Please use this Synthetic Dataset simulating real customer data from BigFin. You have to solve this problem using this Google Colab template:

Step 1: Data Understanding and Preparation (Get Familiar with the Data!)

Explore the data structure:

Identify the different features (variables) present in the dataset.

Understand the data types associated with each feature (e.g., numerical, categorical).

Examine the distribution of values for each feature (e.g., histograms, boxplots).

Identify potential data issues:

Check for missing values and analyze their patterns (random, concentrated).

Look for outliers that might significantly skew the data.

Identify inconsistencies or errors in formatting (e.g., typos, date formats).

Step 2: Data Cleaning (Transforming Raw Data into Gold!)

Address missing values:

Decide on an appropriate imputation strategy (e.g., mean/median imputation, category-specific imputation).

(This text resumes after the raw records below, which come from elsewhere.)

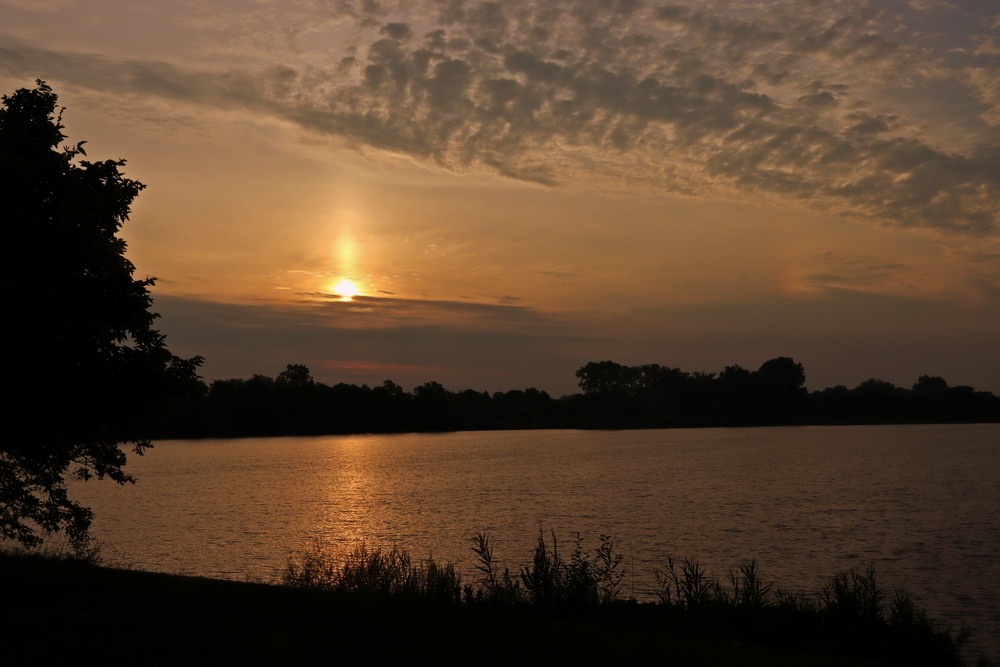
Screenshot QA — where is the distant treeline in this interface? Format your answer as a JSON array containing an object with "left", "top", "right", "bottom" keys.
[{"left": 152, "top": 357, "right": 1000, "bottom": 438}]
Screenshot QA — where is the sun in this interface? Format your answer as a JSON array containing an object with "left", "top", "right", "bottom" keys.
[{"left": 331, "top": 278, "right": 361, "bottom": 301}]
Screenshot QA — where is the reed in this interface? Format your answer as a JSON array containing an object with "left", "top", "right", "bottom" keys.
[{"left": 282, "top": 531, "right": 986, "bottom": 665}]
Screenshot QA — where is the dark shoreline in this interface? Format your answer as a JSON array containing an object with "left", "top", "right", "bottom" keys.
[{"left": 0, "top": 554, "right": 900, "bottom": 667}]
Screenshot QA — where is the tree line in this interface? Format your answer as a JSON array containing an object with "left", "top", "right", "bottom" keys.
[{"left": 152, "top": 357, "right": 1000, "bottom": 438}]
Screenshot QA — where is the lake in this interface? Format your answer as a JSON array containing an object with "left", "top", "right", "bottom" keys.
[{"left": 66, "top": 424, "right": 1000, "bottom": 660}]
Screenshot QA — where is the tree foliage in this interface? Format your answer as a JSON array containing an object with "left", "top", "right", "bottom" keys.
[{"left": 0, "top": 81, "right": 201, "bottom": 546}]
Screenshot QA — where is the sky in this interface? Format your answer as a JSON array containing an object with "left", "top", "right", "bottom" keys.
[{"left": 0, "top": 0, "right": 1000, "bottom": 396}]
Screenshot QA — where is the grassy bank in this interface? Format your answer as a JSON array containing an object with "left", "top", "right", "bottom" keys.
[{"left": 0, "top": 554, "right": 968, "bottom": 665}]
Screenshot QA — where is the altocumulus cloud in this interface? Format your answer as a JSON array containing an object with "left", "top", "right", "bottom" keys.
[{"left": 0, "top": 0, "right": 1000, "bottom": 234}]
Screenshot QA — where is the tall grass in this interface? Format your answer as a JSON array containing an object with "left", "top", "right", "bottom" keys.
[{"left": 282, "top": 531, "right": 985, "bottom": 665}]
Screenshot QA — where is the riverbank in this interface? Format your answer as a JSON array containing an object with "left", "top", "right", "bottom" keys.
[{"left": 0, "top": 554, "right": 900, "bottom": 667}]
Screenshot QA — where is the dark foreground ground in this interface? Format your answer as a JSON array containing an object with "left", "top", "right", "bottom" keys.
[{"left": 0, "top": 554, "right": 904, "bottom": 667}]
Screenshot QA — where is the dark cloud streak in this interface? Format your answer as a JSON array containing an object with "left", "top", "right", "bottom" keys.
[{"left": 0, "top": 1, "right": 1000, "bottom": 234}]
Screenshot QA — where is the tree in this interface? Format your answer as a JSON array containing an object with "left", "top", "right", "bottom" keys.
[{"left": 0, "top": 81, "right": 202, "bottom": 546}]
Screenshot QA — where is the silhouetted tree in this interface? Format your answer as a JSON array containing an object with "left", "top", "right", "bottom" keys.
[{"left": 0, "top": 81, "right": 201, "bottom": 546}]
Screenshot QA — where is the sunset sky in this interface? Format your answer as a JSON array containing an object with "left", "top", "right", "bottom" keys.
[{"left": 0, "top": 0, "right": 1000, "bottom": 395}]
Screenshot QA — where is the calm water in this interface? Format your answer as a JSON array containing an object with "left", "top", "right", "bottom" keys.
[{"left": 66, "top": 425, "right": 1000, "bottom": 660}]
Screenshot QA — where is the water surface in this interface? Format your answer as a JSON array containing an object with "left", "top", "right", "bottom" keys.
[{"left": 76, "top": 425, "right": 1000, "bottom": 659}]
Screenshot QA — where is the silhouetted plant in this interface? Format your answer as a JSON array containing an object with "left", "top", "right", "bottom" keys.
[
  {"left": 282, "top": 530, "right": 968, "bottom": 665},
  {"left": 281, "top": 543, "right": 462, "bottom": 602},
  {"left": 466, "top": 533, "right": 522, "bottom": 605},
  {"left": 653, "top": 556, "right": 722, "bottom": 610},
  {"left": 0, "top": 81, "right": 201, "bottom": 551},
  {"left": 729, "top": 560, "right": 771, "bottom": 609},
  {"left": 594, "top": 534, "right": 625, "bottom": 604}
]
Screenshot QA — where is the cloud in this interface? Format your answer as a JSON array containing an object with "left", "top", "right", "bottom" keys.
[{"left": 0, "top": 0, "right": 1000, "bottom": 234}]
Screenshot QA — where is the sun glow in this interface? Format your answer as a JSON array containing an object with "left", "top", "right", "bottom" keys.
[{"left": 330, "top": 278, "right": 361, "bottom": 301}]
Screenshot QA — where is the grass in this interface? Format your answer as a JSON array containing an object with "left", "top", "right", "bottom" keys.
[
  {"left": 283, "top": 532, "right": 982, "bottom": 665},
  {"left": 0, "top": 533, "right": 984, "bottom": 666},
  {"left": 0, "top": 551, "right": 900, "bottom": 667}
]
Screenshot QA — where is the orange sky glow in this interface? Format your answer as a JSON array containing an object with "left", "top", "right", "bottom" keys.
[{"left": 0, "top": 0, "right": 1000, "bottom": 395}]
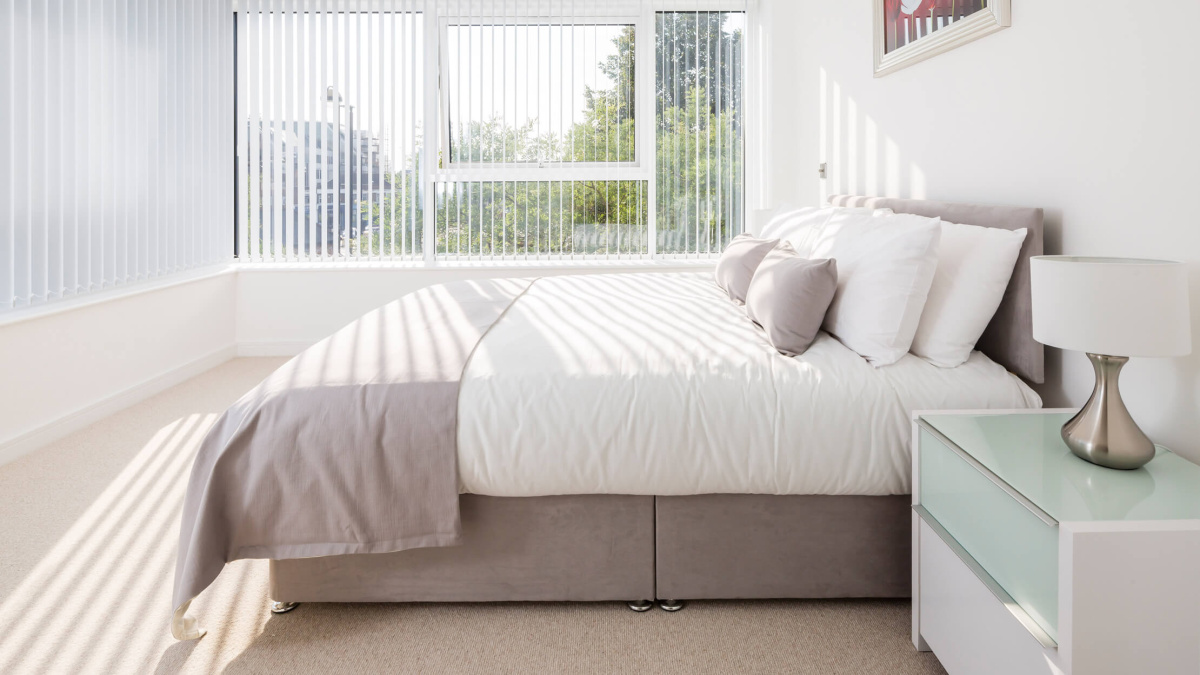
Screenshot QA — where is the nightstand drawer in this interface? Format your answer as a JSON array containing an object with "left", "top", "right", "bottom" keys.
[
  {"left": 918, "top": 423, "right": 1058, "bottom": 639},
  {"left": 916, "top": 507, "right": 1061, "bottom": 675}
]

Consider removing rows with excessive missing values if imputation isn't feasible.

Handle outliers:

Decide on a strategy for handling outliers (e.g., capping values, winsorization).

Document your rationale for chosen methods.

Clean and standardize data:

Address formatting inconsistencies (e.g., standardize date formats, convert text to numeric codes).

Consider feature scaling if necessary (e.g., standardization, normalization).

Step 3: Feature Engineering (Craft Powerful Predictors!)

Analyze the data to identify potential relationships between features.

Create new features that might be more informative for predicting credit risk (e.g., debt-to-income ratio, transaction frequency).

Consider feature selection techniques to identify the most relevant features for your model (e.g., correlation analysis, feature importance).

Step 4: Model Development (Building Your Credit Risk Classifier!)

Explore different machine learning algorithms suitable for classification tasks (e.g., Logistic Regression, Random Forest, Gradient Boosting).

Train and evaluate different models using the provided Colab template.

Fine-tune hyperparameters of your chosen models to optimize performance.

Step 5: Model Evaluation (Making Sure Your Model is Top-Notch!)

Employ appropriate evaluation metrics for classification tasks (e.g., accuracy, precision, recall, F1-score).

Compare the performance of different models and justify your selection of the final model.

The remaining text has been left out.